Kruskal's tree theorem plays a fundamental role in computer
science because it is one of the main tools for showing that
certain orderings on trees are well-founded. These orderings
play a crucial role in proving the termination of rewrite rules
and the correctness of the Knuth-Bendix equational completion
procedures. See [Gal] for a survey of results in this area.
See the references below for further details, especially
Smorynski's papers. Start with Rucker's book if you know no
logic, then move on to Smorynski's papers, and then the others,
which are original research papers. For more recent work, see
the references cited in Gallier, especially to Friedman's school
of 'Reverse Mathematics', and see [JSL].
-Bill Dubuque
[Gal] Gallier, Jean.
What's so special about Kruskal's theorem and the ordinal Gamma[0]?
A survey of some results in proof theory,
Ann. Pure and Applied Logic, 53 (1991) 199-260.
[HFR] Harrington, L.A. et.al. (editors)
Harvey Friedman's Research on the Foundations of Mathematics,
Elsevier 1985.
[KiP] Kirby, Laurie, and Paris, Jeff.
Accessible independence results for Peano arithmetic,
Bull. London Math. Soc., 14 (1982), 285-293.
[JSL] The Journal of Symbolic Logic, v. 53, no. 2, 1988.
This issue contains papers from the Symposium "Hilbert's Program
Sixty Years Later".
[Kol] Kolata, Gina. Does Godel's theorem matter to mathematics?,
Science 218 11/19/1982, 779-780; reprinted in [HFR].
[Ruc] Rucker, Rudy. Infinity and The Mind, 1995, Princeton Univ. Press.
[Sim] Simpson, Stephen G. Unprovable theorems and fast-growing functions,
Contemporary Math. 65 1987, 359-394; contained in full in my post:
http://search.dejanews.com/dnquery.xp?QRY=dubuque%2Bsimpson%2Bbudnik&svcclass=dnold
[Smo] Smorynski, Craig (all three papers are reprinted in [HFR])
Some rapidly growing functions, Math. Intell., 2 1980, 149-154.
The Varieties of Arboreal Experience, Math. Intell., 4 1982, 182-188.
"Big" News from Archimedes to Friedman, Notices AMS, 30 1983, 251-256.
[Spe] Spencer, Joel. Large numbers and unprovable theorems,
Amer. Math. Monthly, Dec. 1983, 669-675.
Robert E. Beaudoin
Robin Chapman wrote:
>
> In article <35516712...@math.columbia.edu>,
> Richard Carr <ca...@math.columbia.edu> wrote:
>
> > This is to settle an quarrel (not a bet) with a number theory
> > colleague that there are number theoretical statements that cannot be
> > proven in ZFC but can with additional (large cardinal) assumptions.
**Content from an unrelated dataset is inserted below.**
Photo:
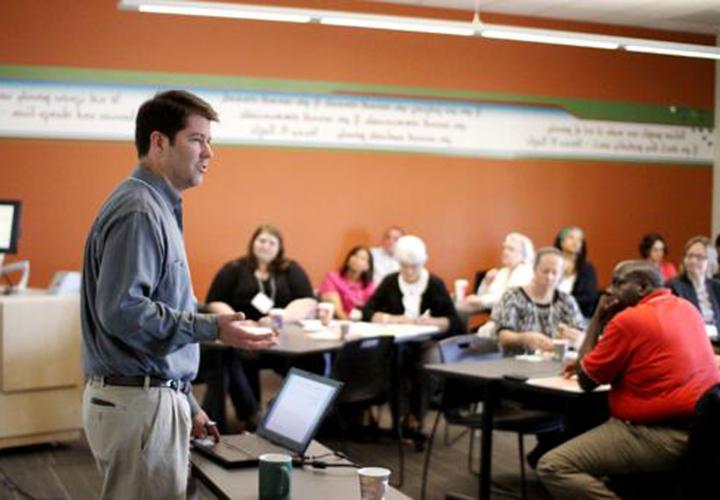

> > Since my claim was based on this result, which I read about here, I
> > assume somebody knows something about it. On the other hand, if I am
> > mistaken and you can prove me wrong then that will be equally good.
> > Anyway, this guy wants a reference with a proof because he says sci.math
> > isn't a good enough source if without references or proof (which is fair
> > enough).
>
> There are other results of this nature: Paris and Harrington proved
> a Ramsey-type result which requires transfinite induction up to a much
> larger (but still countable) ordinal than epsilon_0. As for large cardinals,
> their existence will imply arithmetic results, but as for examples,
> my ignorance is total.
>
The statement "The axioms of ZFC are consistent" is known to be
equivalent to the non-existence of a root of a certain polynomial (in
several variables, with integral
coefficients) all of whose entries are integral. More generally, there
is a polynomial
p in Z[x,y,...,z] (I believe something like 9 variables are known to
suffice, but I really don't remember the best known bound) such that,
for any r.e. set S of axioms
phraseable in a first-order language there is an integer n so that
p(n,y,...,z) = 0
has a solution with y,...,z integral if and only if S is consistent.
(This follows
from the celebrated result that r.e. sets are Diophantine, which finally
settled
Hilbert's Tenth Problem. This result is discussed in Bell and
Machover's text on
mathematical logic, but I don't recall if they draw the corollary about
consistency
of theories.) But your colleague may decide that existence of an
integral
root of this polynomial is not really a "number-theoretic statement",
but more of a
"logical" or "meta-mathematical" one. So if what you really want is to
score a
victory I'd suggest you first try to get your opponent, er, colleague,
to agree to a
definition of "number-theoretic statement" that will clearly include
solvability of
arbitrary Diophantine equations. Then you can spring this theorem on
him/her, and
claim a win: existence of an inaccessible cardinal implies Con(ZFC)
(which you've
agreed is "number-theoretic"), and yet Con(ZFC) cannot be proved in ZFC
alone.
(One reference for proofs of these two facts is Jech's book _Set
Theory_.)
In my opinion, the most mathematically natural statements which follow
from existence
of large cardinals but not from ZFC alone are determinacy axioms. (Let
S be a set of
reals. Define a game G(S) played by two players, Alice and Bob, who
produce a real
number by taking turns choosing digits after the decimal point. Alice
wins if the
real they produce is in S. If there is a measurable cardinal then for
any set S
which is the continuous image of a closed set of reals either Alice or
Bob must have
a winning strategy. If you assume more about large cardinals you can
get similar
results for more sets S, and conversely knowing such determinacy results
for
sufficiently complex S implies consistency of various large cardinal
axioms.) But
these axioms seem more "analytic" than "number-theoretic/arithmetic".
I'm not
aware of any statements that follow from large cardinals but not ZFC
that would
gain any broader acceptance as "number theoretic" than those of the last
paragraph.
Hope this was interesting, if not helpful.
Robert E. Beaudoin